What is an array and how is it used in BASIC language?

An array is a data structure that can store multiple values of the same data type in a single variable. In BASIC language, arrays are used to store and manipulate large sets of data efficiently.

How do I remove an element from an array in BASIC language?

To remove an element from an array in BASIC language, you can use the REMOVE command followed by the index of the element you want to remove. For example, REMOVE myArray(3) will remove the element at index 3 from the array named myArray.

Can I remove multiple elements from an array at once in BASIC language?

Yes, you can remove multiple elements from an array at once in BASIC language by using the REMOVE command with a range of indices. For example, REMOVE myArray(2 to 5) will remove elements at indices 2, 3, 4, and 5 from the array named myArray.

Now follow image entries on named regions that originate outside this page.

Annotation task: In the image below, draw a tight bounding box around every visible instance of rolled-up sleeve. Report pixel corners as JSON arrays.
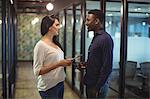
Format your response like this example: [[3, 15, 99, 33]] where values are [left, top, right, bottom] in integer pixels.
[[33, 44, 45, 76]]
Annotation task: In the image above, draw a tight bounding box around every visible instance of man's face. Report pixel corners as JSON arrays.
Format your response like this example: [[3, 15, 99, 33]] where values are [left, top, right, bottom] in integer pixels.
[[85, 14, 95, 31]]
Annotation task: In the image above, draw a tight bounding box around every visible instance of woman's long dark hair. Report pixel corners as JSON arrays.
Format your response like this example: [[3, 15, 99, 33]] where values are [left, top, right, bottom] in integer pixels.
[[41, 15, 63, 50]]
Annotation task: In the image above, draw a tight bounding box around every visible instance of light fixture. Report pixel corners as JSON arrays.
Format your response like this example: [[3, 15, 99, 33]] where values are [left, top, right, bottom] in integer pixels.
[[31, 17, 39, 25], [46, 3, 54, 11]]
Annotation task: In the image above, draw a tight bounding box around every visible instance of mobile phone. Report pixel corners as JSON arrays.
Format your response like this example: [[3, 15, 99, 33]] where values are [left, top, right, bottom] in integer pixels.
[[70, 55, 82, 61]]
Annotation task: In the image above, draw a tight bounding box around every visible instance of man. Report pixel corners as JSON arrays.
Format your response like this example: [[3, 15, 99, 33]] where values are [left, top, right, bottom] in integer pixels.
[[82, 9, 113, 99]]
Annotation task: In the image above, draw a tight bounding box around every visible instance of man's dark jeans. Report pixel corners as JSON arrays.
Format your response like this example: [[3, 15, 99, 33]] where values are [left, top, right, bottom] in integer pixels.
[[86, 83, 109, 99], [39, 82, 64, 99]]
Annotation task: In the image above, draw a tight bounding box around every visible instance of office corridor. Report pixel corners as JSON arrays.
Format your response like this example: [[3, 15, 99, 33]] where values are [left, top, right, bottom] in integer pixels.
[[15, 62, 79, 99]]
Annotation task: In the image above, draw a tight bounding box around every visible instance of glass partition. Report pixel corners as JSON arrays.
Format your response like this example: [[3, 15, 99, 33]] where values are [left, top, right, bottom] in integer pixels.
[[59, 11, 65, 49], [65, 7, 73, 84], [125, 3, 150, 98], [105, 2, 121, 98], [0, 0, 2, 98], [83, 0, 100, 96], [85, 1, 100, 59], [74, 5, 81, 90]]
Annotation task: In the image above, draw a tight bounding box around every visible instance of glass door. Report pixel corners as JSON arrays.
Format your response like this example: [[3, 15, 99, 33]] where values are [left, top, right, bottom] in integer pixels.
[[65, 6, 73, 85], [125, 2, 150, 98], [105, 2, 121, 98], [0, 0, 2, 98], [74, 4, 82, 91]]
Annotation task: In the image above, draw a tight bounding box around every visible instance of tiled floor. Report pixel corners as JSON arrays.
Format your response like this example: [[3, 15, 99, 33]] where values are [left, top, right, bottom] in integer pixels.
[[15, 62, 79, 99]]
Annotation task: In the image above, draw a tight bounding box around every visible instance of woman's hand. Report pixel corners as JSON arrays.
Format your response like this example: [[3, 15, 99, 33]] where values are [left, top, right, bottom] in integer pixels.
[[59, 59, 72, 67], [77, 62, 86, 70]]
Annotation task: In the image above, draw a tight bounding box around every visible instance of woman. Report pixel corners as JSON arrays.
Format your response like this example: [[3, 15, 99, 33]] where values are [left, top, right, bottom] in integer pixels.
[[33, 16, 72, 99]]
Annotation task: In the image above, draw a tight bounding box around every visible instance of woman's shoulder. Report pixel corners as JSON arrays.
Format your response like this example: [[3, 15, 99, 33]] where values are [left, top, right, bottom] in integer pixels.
[[34, 40, 45, 50]]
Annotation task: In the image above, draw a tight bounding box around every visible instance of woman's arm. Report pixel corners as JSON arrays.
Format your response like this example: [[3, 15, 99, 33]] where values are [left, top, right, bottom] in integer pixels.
[[39, 59, 72, 75]]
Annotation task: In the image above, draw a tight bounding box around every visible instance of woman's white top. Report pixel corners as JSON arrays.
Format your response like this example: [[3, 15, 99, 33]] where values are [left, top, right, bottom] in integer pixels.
[[33, 40, 66, 91]]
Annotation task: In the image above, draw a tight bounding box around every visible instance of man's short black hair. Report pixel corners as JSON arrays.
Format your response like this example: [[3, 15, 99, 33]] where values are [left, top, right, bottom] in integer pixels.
[[88, 9, 104, 23]]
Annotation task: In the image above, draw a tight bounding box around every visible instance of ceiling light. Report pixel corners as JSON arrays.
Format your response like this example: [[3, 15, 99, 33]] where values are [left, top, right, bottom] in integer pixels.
[[46, 3, 54, 11]]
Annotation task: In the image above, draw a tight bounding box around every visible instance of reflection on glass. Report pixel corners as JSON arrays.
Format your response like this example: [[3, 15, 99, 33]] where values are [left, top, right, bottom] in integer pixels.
[[66, 7, 73, 83], [105, 2, 121, 97], [125, 3, 150, 98]]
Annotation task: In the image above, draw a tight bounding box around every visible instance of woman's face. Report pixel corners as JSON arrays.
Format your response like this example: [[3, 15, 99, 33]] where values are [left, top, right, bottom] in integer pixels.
[[49, 19, 60, 35]]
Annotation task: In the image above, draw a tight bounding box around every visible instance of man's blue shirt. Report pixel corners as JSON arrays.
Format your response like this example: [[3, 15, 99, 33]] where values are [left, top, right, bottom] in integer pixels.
[[84, 30, 113, 91]]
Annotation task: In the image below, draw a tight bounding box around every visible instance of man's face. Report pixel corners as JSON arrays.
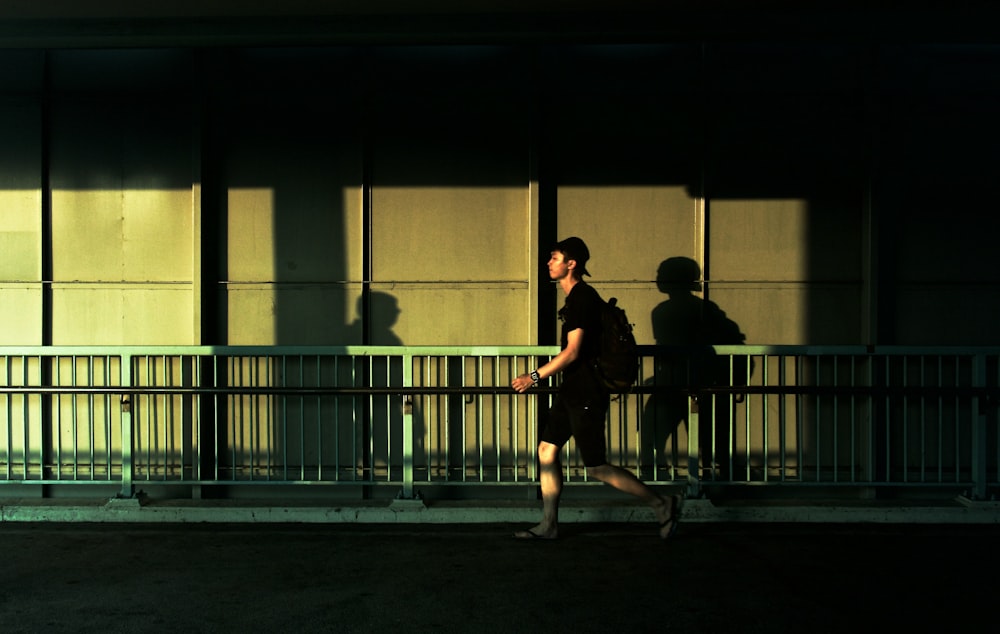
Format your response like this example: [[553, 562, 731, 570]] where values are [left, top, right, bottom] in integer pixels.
[[549, 251, 576, 281]]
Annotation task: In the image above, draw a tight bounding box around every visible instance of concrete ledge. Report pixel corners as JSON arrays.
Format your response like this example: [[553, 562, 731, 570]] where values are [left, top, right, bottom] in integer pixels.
[[0, 499, 1000, 524]]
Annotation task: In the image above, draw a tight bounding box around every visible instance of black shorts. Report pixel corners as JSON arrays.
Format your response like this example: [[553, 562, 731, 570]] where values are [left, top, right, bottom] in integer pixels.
[[539, 393, 610, 467]]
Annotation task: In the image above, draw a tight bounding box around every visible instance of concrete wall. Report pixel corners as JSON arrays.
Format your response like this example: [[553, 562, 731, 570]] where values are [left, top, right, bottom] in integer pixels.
[[0, 43, 1000, 345]]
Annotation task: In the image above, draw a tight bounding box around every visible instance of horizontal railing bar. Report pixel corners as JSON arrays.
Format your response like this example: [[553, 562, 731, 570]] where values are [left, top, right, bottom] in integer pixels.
[[0, 385, 1000, 397]]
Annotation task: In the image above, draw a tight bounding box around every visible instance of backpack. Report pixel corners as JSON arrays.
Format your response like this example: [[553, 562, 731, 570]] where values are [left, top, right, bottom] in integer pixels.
[[594, 297, 639, 392]]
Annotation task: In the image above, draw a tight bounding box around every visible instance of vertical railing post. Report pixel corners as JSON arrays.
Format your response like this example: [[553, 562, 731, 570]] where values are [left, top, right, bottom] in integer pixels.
[[400, 354, 413, 500], [119, 353, 135, 498], [972, 353, 988, 500], [686, 392, 710, 498]]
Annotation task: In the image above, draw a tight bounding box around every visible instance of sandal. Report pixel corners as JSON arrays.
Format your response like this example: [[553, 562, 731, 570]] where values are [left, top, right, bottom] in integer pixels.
[[660, 495, 681, 540]]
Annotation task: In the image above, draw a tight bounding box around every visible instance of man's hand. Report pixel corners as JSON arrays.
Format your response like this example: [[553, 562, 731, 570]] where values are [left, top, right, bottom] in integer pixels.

What happens to the remaining elements in the array after removing an element?

After removing an element from an array in BASIC language, the remaining elements will shift to fill the empty space. For example, if you remove an element at index 3, the element at index 4 will become the new element at index 3, and so on.

Is there a way to remove an element from an array without shifting the remaining elements?

Yes, you can use the REMOVEAT command in BASIC language to remove an element from an array without shifting the remaining elements. This command takes two arguments - the array name and the index of the element to be removed. For example, REMOVEAT myArray, 3 will remove the element at index 3 without shifting the remaining elements.